The researcher continues:

Following the infusion of CAR-Tregs, it was possible to observe the response of each organ that was first compromised due to the disease. For example, the lungs of the lupoid mouse models exhibited an inflammatory reaction characterized by granulomatous-type lesions; following treatment, not only was inflammation reduced by 60%, but lung structure was found to be preserved.

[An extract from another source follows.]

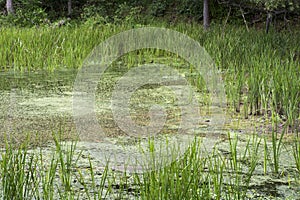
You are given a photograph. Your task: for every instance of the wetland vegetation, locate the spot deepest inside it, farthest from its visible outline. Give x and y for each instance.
(255, 155)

A possible therapy for autoimmune diseases and beyond

All the reagents that were used in the study are already compatible with the clinic. We hope that our research will soon embark on the necessary process of developing a specific drug for other autoimmune diseases as well, not just Lupus. In addition, we have hypothesized, but for the moment it remains only a hypothesis, to use CAR-Tregs in organ transplantation to prevent rejection or in bone marrow transplantation to control GVHD (graft versus host disease): thanks to their immunoregulatory capacity they might be able to drastically reduce the probability that the transplanted organ will be rejected,

Professor Bonini concludes.

The CAR-Treg technology developed in this research has been patented and is ready to embark on the path to transform it into an innovative therapy for SLE patients.

The study was funded by the Ministry of Research and University (PRIN 2017WC8499; PRIN 2022SLL3YZ), the Ministry of Health and the Alliance Against Cancer (CAR T Current Research Project: RCR-2019-23669115), the EU IMI initiative (T2EVOLVE consortium) to CB and was partially supported by the Ministry of Health (Finalized Research Grant No. GR-2016-02364847).